There are multiple ways Microsoft is monetizing LinkedIn, including advertising on the platform, with revenue also generated through Marketing Solutions and LinkedIn Learning. LinkedIn is already becoming a must-have tool for any job seeker, and the platform benefits from the competitive advantage as the most widely used social media service by professionals. Microsoft is well-positioned to grow LinkedIn’s average revenue per user by becoming the go-to solution for business-to-business marketing.
Microsoft is making inroads into the lucrative video gaming industry
Xbox Game Pass now serves more than 18 million subscribers, and the platform is well on its way to becoming the Netflix for video games. One of the primary obstacles for the growth of the video gaming industry was the high cost of gaming consoles, and Microsoft’s subscription-based Game Pass service has removed this obstacle.

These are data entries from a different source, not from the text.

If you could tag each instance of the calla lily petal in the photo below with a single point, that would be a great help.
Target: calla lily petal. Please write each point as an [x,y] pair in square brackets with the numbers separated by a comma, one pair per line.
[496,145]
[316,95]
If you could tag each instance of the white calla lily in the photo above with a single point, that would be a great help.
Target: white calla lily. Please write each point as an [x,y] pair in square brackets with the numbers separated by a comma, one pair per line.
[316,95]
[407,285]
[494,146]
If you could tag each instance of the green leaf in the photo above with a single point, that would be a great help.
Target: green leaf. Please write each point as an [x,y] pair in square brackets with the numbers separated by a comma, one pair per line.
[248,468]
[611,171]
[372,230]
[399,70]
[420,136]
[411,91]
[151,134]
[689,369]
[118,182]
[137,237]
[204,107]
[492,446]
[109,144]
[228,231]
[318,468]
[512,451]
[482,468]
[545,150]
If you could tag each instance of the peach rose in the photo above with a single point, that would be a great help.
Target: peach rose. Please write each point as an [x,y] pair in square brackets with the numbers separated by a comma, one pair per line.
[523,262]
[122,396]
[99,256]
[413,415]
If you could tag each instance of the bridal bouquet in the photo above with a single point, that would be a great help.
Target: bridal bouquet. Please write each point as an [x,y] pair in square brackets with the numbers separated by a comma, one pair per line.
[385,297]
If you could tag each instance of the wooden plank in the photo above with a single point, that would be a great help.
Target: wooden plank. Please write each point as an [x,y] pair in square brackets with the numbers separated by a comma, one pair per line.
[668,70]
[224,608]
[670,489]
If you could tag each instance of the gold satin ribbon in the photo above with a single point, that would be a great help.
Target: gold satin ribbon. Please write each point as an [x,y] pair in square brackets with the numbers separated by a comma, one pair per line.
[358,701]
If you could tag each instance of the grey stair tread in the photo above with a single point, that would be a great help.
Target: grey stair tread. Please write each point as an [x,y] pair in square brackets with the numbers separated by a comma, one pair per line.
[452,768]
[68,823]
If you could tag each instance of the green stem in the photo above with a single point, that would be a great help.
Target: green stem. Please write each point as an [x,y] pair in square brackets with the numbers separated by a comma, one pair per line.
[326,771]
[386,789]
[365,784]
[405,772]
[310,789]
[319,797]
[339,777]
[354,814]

Microsoft is planning to acquire studios to produce in-house games as well, which is likely to drive operating margins higher in the future.
The Office subscription business continues to grow
Back in the day, Microsoft used to distribute Office and Windows products as one-time purchases, and the company found it difficult to mitigate the threat from black-market transactions where consumers who purchased original products distributed it to many others at a fraction of the cost.
A few years ago, Microsoft decided to shift to a subscription-based model where the company would charge a few dollars a month as a subscription fee to provide access to Microsoft Office packages, which is already proving to be a lucrative move. In the first quarter of 2017, the subscription business had 24 million paying customers, and the company reported more than 47 million customers for the three months ended Dec. 31, 2020.
The expected economic growth in Asia and Latin America regions present Microsoft with a good opportunity to grow its subscription customer base because of the company’s strong presence in these markets.
The earnings momentum paints a promising picture
Standardized unexpected earnings, or earnings surprises as it is often referred to, can determine the long-term stock market performance of companies. Microsoft has hit a purple patch from this front as the company continues to top analyst estimates to deliver better-than-expected revenue and earnings, which is a recipe for success from a stock market performance perspective. As illustrated below, the company has topped analyst estimates in each period since the second quarter of 2019.
Wall Street is bullish
Wall Street analysts are bullish on Microsoft’s long-term growth prospects, with 24 Buy ratings and no Holds or Sells adding up to a Strong Buy consensus rating. At $280.73, the average analyst price target suggests 21% upside potential from current levels. (See Microsoft stock analysis on TipRanks)
Microsoft once again delivered better-than-expected earnings as the company continues to benefit from favorable macroeconomic trends. Even though the stock is trading close to historic highs, there is more upside potential considering the ability of the company to grow its revenue and earnings in double-digits.
Disclosure: The author does not own any stocks mentioned in this article.
Disclaimer: The information contained herein is for informational purposes only. Nothing in this article should be taken as a solicitation to purchase or sell securities.